A fourth consecutive edition of Multicore World, bringing business and technical knowledge of multicore solutions to New Zealand, will descend on the heart of Wellington next week.
A three-day conference beginning February 17, Multicore World 2015 features speakers and discussion around development and deployment in the computer revolution which is transforming how Kiwis work and live.
“Having many computer cores on one chip exponentially increases the power and ability of computing, and New Zealand can be at the forefront of developments in software and applications around multicore,” says Nicolas Erdody, conference director, Multicore World 2015.
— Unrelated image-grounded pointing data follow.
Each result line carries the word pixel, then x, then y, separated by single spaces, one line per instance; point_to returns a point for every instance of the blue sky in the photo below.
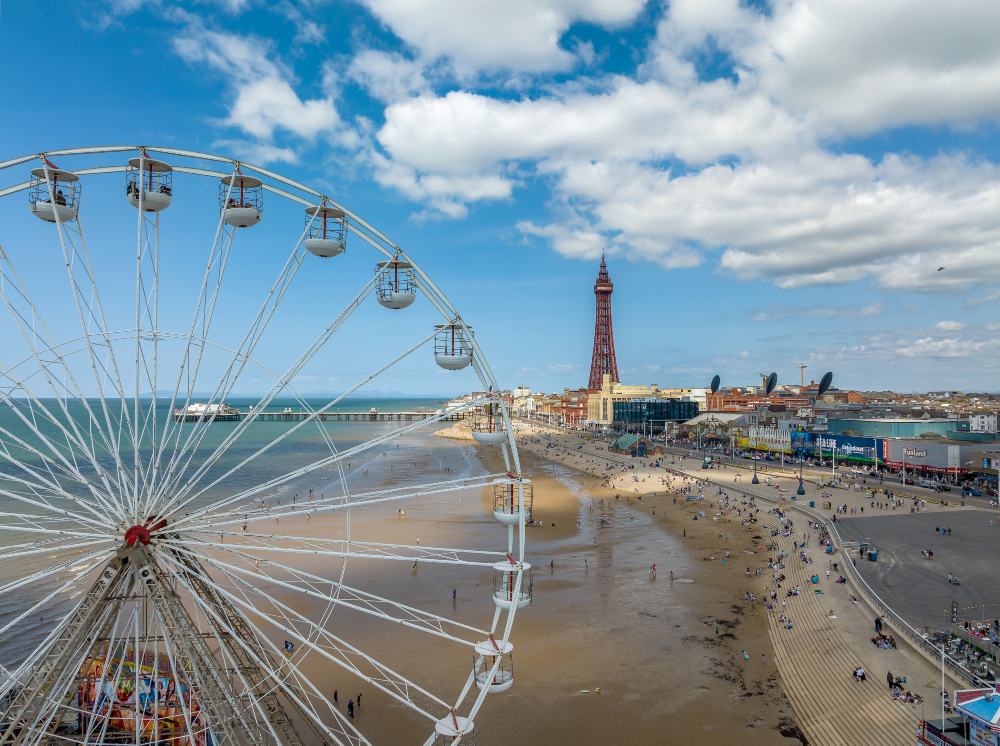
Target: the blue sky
pixel 773 183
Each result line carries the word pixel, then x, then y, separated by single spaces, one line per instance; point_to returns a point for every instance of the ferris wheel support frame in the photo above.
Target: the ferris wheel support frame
pixel 136 478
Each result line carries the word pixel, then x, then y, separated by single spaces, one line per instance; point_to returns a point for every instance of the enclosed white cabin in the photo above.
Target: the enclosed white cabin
pixel 454 731
pixel 242 205
pixel 55 195
pixel 506 592
pixel 507 496
pixel 485 658
pixel 325 230
pixel 487 424
pixel 452 346
pixel 151 182
pixel 397 287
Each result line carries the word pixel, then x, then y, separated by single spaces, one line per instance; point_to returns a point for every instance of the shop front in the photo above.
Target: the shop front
pixel 914 455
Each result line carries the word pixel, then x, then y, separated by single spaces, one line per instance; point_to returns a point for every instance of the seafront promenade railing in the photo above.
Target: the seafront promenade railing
pixel 983 644
pixel 915 638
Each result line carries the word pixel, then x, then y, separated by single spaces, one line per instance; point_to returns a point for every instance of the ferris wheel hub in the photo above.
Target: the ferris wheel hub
pixel 137 534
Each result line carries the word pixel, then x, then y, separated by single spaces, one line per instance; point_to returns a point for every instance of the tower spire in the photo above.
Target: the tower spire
pixel 603 360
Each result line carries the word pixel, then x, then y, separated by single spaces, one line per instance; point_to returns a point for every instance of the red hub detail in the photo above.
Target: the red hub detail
pixel 136 534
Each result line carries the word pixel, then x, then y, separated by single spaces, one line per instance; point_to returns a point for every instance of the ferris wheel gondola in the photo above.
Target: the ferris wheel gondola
pixel 179 600
pixel 149 182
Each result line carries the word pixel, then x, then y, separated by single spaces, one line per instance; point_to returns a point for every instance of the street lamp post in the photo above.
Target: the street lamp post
pixel 801 490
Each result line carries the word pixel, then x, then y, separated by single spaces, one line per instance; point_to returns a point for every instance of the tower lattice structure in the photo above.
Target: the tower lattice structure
pixel 604 336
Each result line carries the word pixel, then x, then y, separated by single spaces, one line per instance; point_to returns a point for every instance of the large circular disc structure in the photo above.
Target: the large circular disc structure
pixel 176 568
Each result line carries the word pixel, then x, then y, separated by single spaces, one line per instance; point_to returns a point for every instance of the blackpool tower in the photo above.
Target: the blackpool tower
pixel 604 337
The keynote speakers, and discussions will include:
· The impact of cloud computing on many domains
· It's convergence with high performance computing
· How big data is driving companies to fully adopt the cloud faster than predicted
· Whether organisations and companies are ready to take advantage of these dramatic changes
Professor Thomas Sterling from the University of Indiana will discuss how Exascale Computing will break from the past as it brings dramatic improvements in efficiency and scalability in the near future.
Sterling will also be joined by Professor Ian Foster, who will show how cloud services are accelerating scientific and technological advances, while Alex St. John will discuss how the the transition to cloud-based supercomputing may be inevitable and challenge all we know about data centres, mobility and storage.
Furthermore, Pavlo Baron will talk on how the future of computing is undoubtedly linked to parallel computing and Dr Murray Milner will present a perspective of advanced ICT developments in New Zealand and how they will deliver economic improvements for the country.
A commercial perspective in participating in the multicore revolution from a New Zealand base will be explained by Scott Houston; who sold his company GreenButton to Microsoft in 2014.
Don Christie, director of Wellington based Catalyst, will moderate a panel featuring Her Excellence Zodwa Lallie, High Commissioner of the Republic of South Africa, and Dr Kjesten Wiig, MBIE's National Manager of Commercialisation with the panel set to discuss the social and economic benefits that will be triggered by the SKA radio-telescope project – the world's largest ICT project.
Erdody says New Zealand is leading a significant portion of the design of the SKA - scientists led by AUT and Victoria Universities, as well as Catalyst and Open Parallel have been contributing since 2013 to the SKA which is to be built in South Africa and Australia.